The impact of land conflicts on 2015 political trend may grow larger, said Lower House MP Khaing Maung Yi to Daily Eleven.
Khaing Maung Yi is also a member of the Parliament’s Farmland Investigation Commission tasked for scrutinising land-grabbed cases.
“Of course [the officials] are aware of the problems. [We] should not take leisure at solving them as they can grow large by time that may sour the optimism of the political trend,” he said before adding that the land conflicts were happening nationwide and therefore could have great impact on the 2015 political activities.
The commission’s report to the Parliament mentioned that some governmental departments have seized more farmlands than required and taken advantage by renting them back.
“Anyone with ill intention can easily make the circumstances bitter.
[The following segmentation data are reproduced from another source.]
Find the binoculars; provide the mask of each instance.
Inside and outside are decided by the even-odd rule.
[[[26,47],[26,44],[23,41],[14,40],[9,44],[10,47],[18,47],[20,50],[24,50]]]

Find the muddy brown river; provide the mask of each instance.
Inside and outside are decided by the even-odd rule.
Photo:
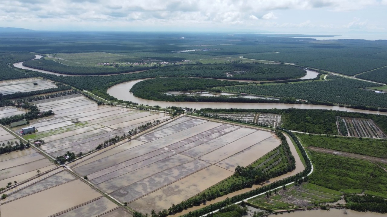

The situation of our country is that fragile,” Khaing Maung Yi continued.
It is hard to identify the instigator of a conflict, and without cautious moves, it will produce a greater clash especially in times of 2015 general election, the MP added.
The government has already given back 302,201 acres of land but about half of them are not yet received by their owners, according to proclamation of Land Utilization Management Central Committee in December 2014.
Complaints flied to the Parliament as these lands have not been returned straight to their sole owners.
The parliamentary speaker Thura Shwe Mann said the land conflicts should be resolved during the tenure of ruling government.